Os procedimentos dialíticos são pouco eficientes na remoção de fósforo, além de seu consumo ser mais elevado pela maior necessidade de proteína nessa fase1. Dessa forma, o consumo desse nutriente deve ser reduzido, podendo, inclusive, ser necessário o uso de quelantes de fósforo1.
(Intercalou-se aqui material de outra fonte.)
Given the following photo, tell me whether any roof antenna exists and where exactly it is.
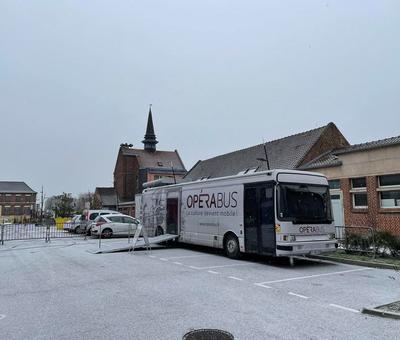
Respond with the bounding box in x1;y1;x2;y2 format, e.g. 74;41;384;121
257;138;271;170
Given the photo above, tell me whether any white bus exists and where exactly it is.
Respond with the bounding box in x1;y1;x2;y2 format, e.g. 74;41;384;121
140;170;336;258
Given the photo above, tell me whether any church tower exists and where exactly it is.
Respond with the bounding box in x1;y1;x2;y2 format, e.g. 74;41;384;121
142;105;158;152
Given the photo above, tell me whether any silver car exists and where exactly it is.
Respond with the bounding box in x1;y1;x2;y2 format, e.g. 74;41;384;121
91;214;140;238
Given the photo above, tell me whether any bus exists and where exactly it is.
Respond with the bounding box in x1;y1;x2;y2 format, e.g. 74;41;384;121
138;169;336;258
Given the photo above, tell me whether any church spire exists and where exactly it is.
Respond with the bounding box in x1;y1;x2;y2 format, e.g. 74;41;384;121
142;104;158;152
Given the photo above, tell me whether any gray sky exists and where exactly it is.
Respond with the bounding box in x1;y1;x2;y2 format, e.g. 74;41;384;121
0;0;400;195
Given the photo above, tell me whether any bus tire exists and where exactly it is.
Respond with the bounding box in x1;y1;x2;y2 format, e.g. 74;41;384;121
224;234;240;259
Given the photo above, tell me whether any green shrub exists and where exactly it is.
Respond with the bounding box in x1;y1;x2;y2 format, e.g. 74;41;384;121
375;230;400;256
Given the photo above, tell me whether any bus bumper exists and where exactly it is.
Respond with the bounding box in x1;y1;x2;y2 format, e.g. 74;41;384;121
276;240;336;256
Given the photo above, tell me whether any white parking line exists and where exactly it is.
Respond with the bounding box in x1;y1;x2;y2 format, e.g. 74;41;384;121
329;303;360;313
289;292;309;299
254;283;272;289
168;254;211;260
228;276;243;281
255;268;373;284
196;263;252;269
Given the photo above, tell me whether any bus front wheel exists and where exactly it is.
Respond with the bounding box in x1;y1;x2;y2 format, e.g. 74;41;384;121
224;234;240;259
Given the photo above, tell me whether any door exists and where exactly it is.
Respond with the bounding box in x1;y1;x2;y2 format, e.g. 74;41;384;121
244;183;276;255
167;198;178;235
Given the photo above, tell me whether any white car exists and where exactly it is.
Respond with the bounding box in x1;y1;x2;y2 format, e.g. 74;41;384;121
79;209;121;235
91;214;140;238
63;215;82;231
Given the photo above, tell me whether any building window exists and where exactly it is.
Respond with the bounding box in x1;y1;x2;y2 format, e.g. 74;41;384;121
328;179;340;190
350;177;368;209
378;174;400;209
2;205;13;216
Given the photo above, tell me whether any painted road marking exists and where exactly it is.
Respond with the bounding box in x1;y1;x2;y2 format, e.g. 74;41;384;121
289;292;309;299
329;303;360;313
254;283;272;289
168;254;212;260
228;276;243;281
255;268;373;284
196;263;252;269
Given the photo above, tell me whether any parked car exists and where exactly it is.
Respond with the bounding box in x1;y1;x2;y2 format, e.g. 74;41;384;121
79;209;121;235
63;215;82;231
91;214;140;238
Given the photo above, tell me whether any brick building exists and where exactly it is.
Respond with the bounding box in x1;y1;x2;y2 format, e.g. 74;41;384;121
94;187;118;210
0;181;36;222
185;123;349;180
114;108;186;215
302;136;400;235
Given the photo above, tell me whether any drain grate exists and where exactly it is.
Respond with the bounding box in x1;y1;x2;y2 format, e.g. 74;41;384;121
182;329;234;340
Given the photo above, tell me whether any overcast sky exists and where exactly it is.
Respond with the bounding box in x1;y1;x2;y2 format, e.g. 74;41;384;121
0;0;400;196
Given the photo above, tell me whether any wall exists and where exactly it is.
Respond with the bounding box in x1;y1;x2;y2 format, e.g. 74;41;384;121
313;146;400;235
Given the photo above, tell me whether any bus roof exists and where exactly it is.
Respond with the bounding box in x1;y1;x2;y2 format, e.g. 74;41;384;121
143;169;326;193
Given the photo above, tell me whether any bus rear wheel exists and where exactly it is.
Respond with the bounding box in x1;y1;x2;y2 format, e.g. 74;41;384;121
224;234;240;259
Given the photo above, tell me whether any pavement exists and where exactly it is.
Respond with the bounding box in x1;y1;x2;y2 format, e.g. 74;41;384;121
0;238;400;340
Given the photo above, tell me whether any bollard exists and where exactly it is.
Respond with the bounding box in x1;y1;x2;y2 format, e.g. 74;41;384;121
99;224;101;249
45;225;50;243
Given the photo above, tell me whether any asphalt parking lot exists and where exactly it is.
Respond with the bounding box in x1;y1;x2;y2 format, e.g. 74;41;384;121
0;239;400;339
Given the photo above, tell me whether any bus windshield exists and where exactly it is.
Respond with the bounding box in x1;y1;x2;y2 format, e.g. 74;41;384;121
278;184;333;224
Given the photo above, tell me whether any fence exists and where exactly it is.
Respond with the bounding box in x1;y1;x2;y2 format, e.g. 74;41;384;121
0;223;86;245
336;226;377;257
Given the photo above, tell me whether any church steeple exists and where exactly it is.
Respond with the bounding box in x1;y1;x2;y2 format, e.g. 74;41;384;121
142;104;158;152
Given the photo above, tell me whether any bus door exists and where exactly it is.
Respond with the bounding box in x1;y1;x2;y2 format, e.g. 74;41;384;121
244;183;276;255
167;198;178;235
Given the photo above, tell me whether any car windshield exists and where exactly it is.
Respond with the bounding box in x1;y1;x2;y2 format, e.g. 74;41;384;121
278;184;332;223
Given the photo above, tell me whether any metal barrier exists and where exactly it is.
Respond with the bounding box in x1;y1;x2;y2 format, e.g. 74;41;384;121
0;223;86;245
336;226;377;258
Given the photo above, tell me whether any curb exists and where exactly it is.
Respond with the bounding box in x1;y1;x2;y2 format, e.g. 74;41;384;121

Por fim, ocorrem perdas de vitaminas nos procedimentos dialíticos, principalmente as hidrossolúveis (C e do complexo B) para o dialisado, sendo na maior parte das vezes necessária sua suplementação1. As vitaminas lipossolúveis A, E e K não devem ser suplementadas, a não ser que haja deficiência1. A vitamina D na sua forma ativa (calcitriol) deve ser prescrita individualmente, de acordo com a condição osteometabólica da pessoa1.
No acompanhamento de pessoas com insuficiência renal, em que os usuários estão, em geral, em acompanhamento em diferentes pontos de atenção das Redes de Atenção à Saúde (RAS), é fundamental que a Atenção Básica/ Atenção Primária em Saúde cumpra seu papel de coordenadora do cuidado, elaborando, acompanhando e gerindo projetos terapêuticos singulares, bem como acompanhando e organizando o fluxo dos usuários entre os pontos de atenção2. Dessa forma, as equipes de Atenção Básica têm o importante papel de buscar a garantia da integralidade da atenção, da continuidade das ações de saúde e da longitudinalidade do cuidado desses usuários na RAS. O Núcleo de Apoio à Saúde da Família deve oferecer suporte às equipes de referência pelo cuidado da população nos territórios, buscando fortalece-las para o desempenho dessas funções na Atenção Básica.

Bibliografia Selecionada:

  1. Cuppari L, Avesani CM, Martini LA, Monte JCM. Doenças renais. In: Cuppari L. Nutrição clínica no adulto. 2 ed. Barueri: Manoli; 2005. p. 189-220.